Hurwicz, 90, is the oldest Nobel winner ever, the academy said. "I really didn't expect it," said the Moscow-born researcher, an emeritus economics professor at the University of Minnesota in Minneapolis.

The three winners "laid the foundations of mechanism design theory," which plays a central role in contemporary economics and political science, the Royal Swedish Academy of Sciences said.

Essentially, the three men, starting in 1960 with Hurwicz, studied how game theory can help determine the best, most efficient method for allocating resources, the academy said.

Their research has helped explain how incentives and private information affect decisionmaking procedures involved in economic transactions including, for example, what insurance polices will provide the best coverage without inviting misuse.

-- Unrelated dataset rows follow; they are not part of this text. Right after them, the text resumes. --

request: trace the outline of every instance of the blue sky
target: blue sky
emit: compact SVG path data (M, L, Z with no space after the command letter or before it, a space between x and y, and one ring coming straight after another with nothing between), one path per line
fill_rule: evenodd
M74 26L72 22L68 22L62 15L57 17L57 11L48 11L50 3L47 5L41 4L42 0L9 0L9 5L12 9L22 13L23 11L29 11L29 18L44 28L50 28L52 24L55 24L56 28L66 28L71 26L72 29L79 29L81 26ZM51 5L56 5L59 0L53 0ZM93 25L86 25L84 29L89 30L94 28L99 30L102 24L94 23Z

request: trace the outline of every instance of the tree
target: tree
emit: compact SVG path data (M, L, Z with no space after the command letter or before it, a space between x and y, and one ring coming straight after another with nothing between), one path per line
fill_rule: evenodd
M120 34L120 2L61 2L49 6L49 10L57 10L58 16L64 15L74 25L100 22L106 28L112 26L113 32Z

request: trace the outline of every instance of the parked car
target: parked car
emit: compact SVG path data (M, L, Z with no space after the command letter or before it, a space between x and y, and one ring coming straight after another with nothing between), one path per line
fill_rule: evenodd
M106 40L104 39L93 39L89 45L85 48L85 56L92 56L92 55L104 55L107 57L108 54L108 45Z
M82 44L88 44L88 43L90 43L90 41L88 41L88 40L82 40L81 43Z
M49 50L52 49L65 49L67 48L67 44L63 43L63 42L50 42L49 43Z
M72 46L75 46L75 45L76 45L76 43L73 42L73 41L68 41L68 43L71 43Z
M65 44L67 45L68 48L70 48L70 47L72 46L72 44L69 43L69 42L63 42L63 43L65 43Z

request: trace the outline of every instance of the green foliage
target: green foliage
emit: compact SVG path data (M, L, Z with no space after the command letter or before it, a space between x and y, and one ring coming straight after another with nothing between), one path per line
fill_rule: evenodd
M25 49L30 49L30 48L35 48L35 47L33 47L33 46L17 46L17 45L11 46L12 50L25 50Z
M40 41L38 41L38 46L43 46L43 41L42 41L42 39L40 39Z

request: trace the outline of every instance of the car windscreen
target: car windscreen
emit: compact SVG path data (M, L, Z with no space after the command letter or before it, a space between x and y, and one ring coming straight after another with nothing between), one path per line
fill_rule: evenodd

It has been used in everything from labor negotiations to the auctioning of government bonds and has helped countries and companies better understand how markets function even when conditions are rocky.

Maskin, 56, is professor at the Institute for Advanced Study at Princeton, N.J., and Myerson, 56, is a professor at the University of Chicago in Illinois. Maskin said he was relieved Hurwicz was among the winners.

"Many of us had hoped for many years that he would win," Maskin said in Stockholm.

Myerson said he had been inspired by the work of his fellow laureates.

"There were a lot of us working in this area in the late 1970s," he said, categorizing his work as investigating "how information gets used in society to allocate resources."

The trio's work is used to help companies, even countries, understand the alternatives to traditional markets.

"There are applications to almost all areas," said Per Krusell, a member of the Nobel Committee for Economics at the academy. "One interesting case right now is that more is sold over the Internet and we don't really know how that market works. This method can actually be used - and many of the economists who are involved in trying to understand how the Internet market works use this type of analysis."

Much like game theory, mechanism design is applied to situations where perfect markets cannot be found, such as a political give-and-take between different interest groups or even within companies themselves.

The trio's work showed how to reach a desired outcome, such as improvements in social welfare or fatter profits, and what sort of government regulation should be put into place.

FAST FACTS

What is game theory?

Game theory, as used in the context of economics, studies strategic interactions between agents. In strategic games, agents choose strategies that will maximize their return, given the strategies the other agents choose. It provides a formal modeling approach to social situations in which decisionmakers interact with other agents. Game theory was advanced by John Nash, who won the prize in 1994.